2O termo nomofobia (uma abreviação, do inglês, para no-mobile-phone phobia, ou, traduzindo livremente, fobia pela ausência do celular) foi criado no Reino Unido para descrever o pavor de estar sem o telefone celular disponível. O termo também é utilizado para descrever a dependência ou compulsão (também conhecida como uso problemático) pelo telefone móvel.

Na vinculação de dependência, parece que o celular é o objeto que representa o lugar para onde é deslocado o medo, mas a pessoa não é dependente do celular, e sim da situação de ter que se comunicar, precisar estar conectado, mas conectado com o que ou com quem? No caso, a nomofobia é o medo de se conectar ou de estar desconectado?

A pessoa tem o desejo de manter o celular sempre disponível, em seguida fica muito preocupada com o nível da carga da bateria, se tem ou não o carregador, se tem o sinal do wi-fi aberto e acessível. Outro aspecto é quando ela começa a sentir que está recebendo mensagens, pensa que curtiram algo dela ou postaram algo e precisa verificar consecutivamente as mensagens. No entanto, ocorre que, muitas vezes, não são mensagens para a pessoa, é uma alucinação tátil conhecida como vibração fantasma.

A síndrome da vibração fantasma é uma fortíssima evidência de como a tecnologia invadiu a psiquê humana. Os dispositivos tecnológicos deixam de ser apenas objetos externos que acessamos quando precisamos e passam, pouco a pouco, a ser quase que literalmente parte de nosso corpo, como uma simbiose.

A nomofobia pode ser considerada uma neurose atual. Pode-se entender como neurose o resultado de nossas experiências. Sejam elas vivências, traumas ou recalques, conforme pontua a psicanálise.

A teoria do trauma […] admitia que as manifestações neuróticas seriam decorrentes de um trauma psíquico sofrido na infância provocado por um acontecimento em face do qual o indivíduo não teria tido condições de realizar a ab-reação. […] O indivíduo empreende uma defesa patológica ou patogênica (GARCIA-ROZA, 2011, p. 152).

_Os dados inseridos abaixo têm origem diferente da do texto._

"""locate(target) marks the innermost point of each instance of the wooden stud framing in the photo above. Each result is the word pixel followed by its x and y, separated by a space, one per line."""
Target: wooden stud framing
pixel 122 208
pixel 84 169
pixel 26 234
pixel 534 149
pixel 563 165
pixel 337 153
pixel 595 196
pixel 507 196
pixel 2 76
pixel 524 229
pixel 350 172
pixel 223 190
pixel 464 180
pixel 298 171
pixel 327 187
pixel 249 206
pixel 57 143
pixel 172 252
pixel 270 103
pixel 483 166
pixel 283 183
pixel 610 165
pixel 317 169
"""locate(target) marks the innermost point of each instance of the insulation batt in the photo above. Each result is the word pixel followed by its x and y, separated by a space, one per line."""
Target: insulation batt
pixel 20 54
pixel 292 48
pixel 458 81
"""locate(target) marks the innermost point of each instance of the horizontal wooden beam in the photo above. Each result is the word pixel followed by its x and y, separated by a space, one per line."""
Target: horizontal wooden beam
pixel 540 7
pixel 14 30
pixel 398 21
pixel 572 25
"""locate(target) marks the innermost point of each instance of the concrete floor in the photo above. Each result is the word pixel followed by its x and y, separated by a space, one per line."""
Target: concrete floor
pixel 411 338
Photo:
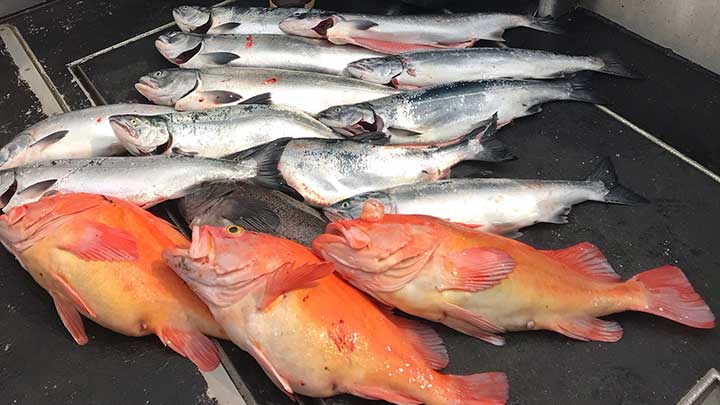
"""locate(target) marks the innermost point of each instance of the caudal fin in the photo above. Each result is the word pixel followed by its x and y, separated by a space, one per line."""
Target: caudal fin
pixel 616 194
pixel 612 65
pixel 477 389
pixel 547 24
pixel 580 89
pixel 670 295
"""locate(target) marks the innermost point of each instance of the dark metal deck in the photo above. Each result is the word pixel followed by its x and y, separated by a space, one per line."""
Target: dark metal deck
pixel 657 361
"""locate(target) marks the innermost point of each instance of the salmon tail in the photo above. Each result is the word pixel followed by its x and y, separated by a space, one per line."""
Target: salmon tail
pixel 193 345
pixel 670 295
pixel 479 389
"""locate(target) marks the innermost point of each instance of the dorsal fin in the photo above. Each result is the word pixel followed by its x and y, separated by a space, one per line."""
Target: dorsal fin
pixel 586 259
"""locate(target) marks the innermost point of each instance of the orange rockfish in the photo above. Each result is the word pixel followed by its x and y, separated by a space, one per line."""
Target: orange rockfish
pixel 483 284
pixel 102 258
pixel 312 333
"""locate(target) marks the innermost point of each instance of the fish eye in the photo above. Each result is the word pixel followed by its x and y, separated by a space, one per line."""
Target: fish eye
pixel 233 229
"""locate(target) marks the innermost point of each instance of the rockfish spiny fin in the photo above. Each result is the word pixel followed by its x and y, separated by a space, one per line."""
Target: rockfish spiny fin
pixel 287 278
pixel 586 259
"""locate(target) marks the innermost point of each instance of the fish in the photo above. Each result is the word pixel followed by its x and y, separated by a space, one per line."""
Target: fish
pixel 226 20
pixel 259 51
pixel 445 112
pixel 101 258
pixel 311 332
pixel 412 70
pixel 483 284
pixel 190 89
pixel 325 171
pixel 492 205
pixel 144 181
pixel 392 34
pixel 72 135
pixel 216 132
pixel 253 208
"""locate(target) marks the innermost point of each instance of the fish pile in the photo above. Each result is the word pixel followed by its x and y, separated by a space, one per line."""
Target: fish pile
pixel 310 153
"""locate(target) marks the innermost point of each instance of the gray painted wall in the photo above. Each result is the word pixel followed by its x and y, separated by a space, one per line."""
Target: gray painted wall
pixel 691 28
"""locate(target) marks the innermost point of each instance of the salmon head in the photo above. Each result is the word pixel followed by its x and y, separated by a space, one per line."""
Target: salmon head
pixel 166 87
pixel 223 263
pixel 310 24
pixel 25 225
pixel 377 243
pixel 193 18
pixel 179 47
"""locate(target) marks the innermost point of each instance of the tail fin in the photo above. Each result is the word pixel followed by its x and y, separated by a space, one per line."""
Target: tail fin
pixel 492 150
pixel 485 388
pixel 580 89
pixel 670 295
pixel 612 65
pixel 547 24
pixel 616 194
pixel 268 157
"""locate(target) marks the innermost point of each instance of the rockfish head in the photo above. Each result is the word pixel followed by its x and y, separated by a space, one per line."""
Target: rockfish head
pixel 142 135
pixel 225 263
pixel 178 47
pixel 376 243
pixel 377 70
pixel 351 119
pixel 166 87
pixel 351 208
pixel 193 18
pixel 309 24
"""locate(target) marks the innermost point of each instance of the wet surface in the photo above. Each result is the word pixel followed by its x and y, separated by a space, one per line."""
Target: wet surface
pixel 657 361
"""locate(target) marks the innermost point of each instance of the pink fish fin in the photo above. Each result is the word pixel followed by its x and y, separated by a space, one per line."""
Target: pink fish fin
pixel 670 295
pixel 280 381
pixel 590 329
pixel 424 339
pixel 386 394
pixel 484 388
pixel 455 45
pixel 286 279
pixel 476 269
pixel 472 324
pixel 193 345
pixel 70 318
pixel 99 242
pixel 587 259
pixel 72 295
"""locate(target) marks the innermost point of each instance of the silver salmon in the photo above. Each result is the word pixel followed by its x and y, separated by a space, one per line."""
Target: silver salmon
pixel 428 68
pixel 495 205
pixel 190 89
pixel 216 132
pixel 259 50
pixel 443 113
pixel 73 135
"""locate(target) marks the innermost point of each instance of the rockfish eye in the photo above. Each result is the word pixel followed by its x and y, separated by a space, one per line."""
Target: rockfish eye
pixel 233 229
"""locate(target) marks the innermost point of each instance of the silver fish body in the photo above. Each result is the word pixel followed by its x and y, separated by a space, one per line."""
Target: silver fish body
pixel 326 171
pixel 429 68
pixel 495 205
pixel 446 30
pixel 190 89
pixel 232 19
pixel 445 112
pixel 216 132
pixel 73 135
pixel 259 50
pixel 254 208
pixel 144 181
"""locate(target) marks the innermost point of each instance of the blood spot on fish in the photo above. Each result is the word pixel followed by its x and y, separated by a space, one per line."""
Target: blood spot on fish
pixel 343 338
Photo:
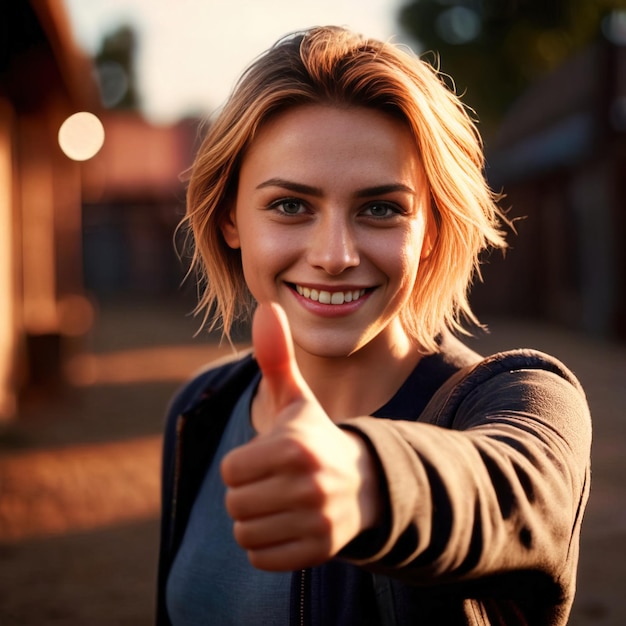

A proposta é pensar a nomofobia a partir de uma estrutura fóbica que pode variar de uma pessoa para outra, desde a mais simples, contornável, até a mais difícil possibilidade por ser paralisante devido ao nível de ansiedade elevado (ZIMERMAN, 2004). Na fobia, existe uma angústia vinculada à presença de objetos, locais, cenas específicas, etc. A evitação é a condição para que a angústia desapareça.

“A pessoa tem o desejo de manter o celular sempre disponível, em seguida fica muito preocupada com o nível da carga da bateria, se tem ou não o carregador, se tem o sinal do wi-fi aberto e acessível.”

A neurose fóbica pode ser caracterizada pela sistematização da angústia original (em Freud, seria a angústia de castração), deslocada sobre pessoas, coisas, situações e atos que se constituem como “objetos fobígenos” e, assim, se convertem em uma situação de terror paralisante (ZIMERMAN, 2004, p. 306).

Neste contexto, observa-se que atualmente as pessoas apresentam com mais intensidade que outrora as doenças fóbicas. Uma realidade social vivenciada no modelo de que não se tolera a frustração.

A angústia de castração não é a única representante da fobia. Nas fobias, estão presentes também a angústia de aniquilamento e de desamparo. Fazem-se presentes os mecanismos de deslocamento da angústia e simbolização, constituindo a cadeia de significantes onde uma lembrança desencadeia outra lembrança e assim sucessivamente. Na fobia, a ideia substitutiva vem no lugar de outra. A situação ameaçadora entendida como situação fobígena (exemplo: medo de gato) cumpre a função de cenário de palco, onde o protagonista é o objeto dividido, ou seja, dissociado.

A situação exterior fobígena (por exemplo, um elevador, um avião, um encontro social, um tratamento analítico…) pode estar sendo o cenário no qual estão sendo projetados, deslocados e simbolizados ­— por meio de uma rede de significantes — os aspectos dissociados das pulsões e de objetos internos, representados no ego como perigosos (ZIMERMAN, 2004, p.306-307).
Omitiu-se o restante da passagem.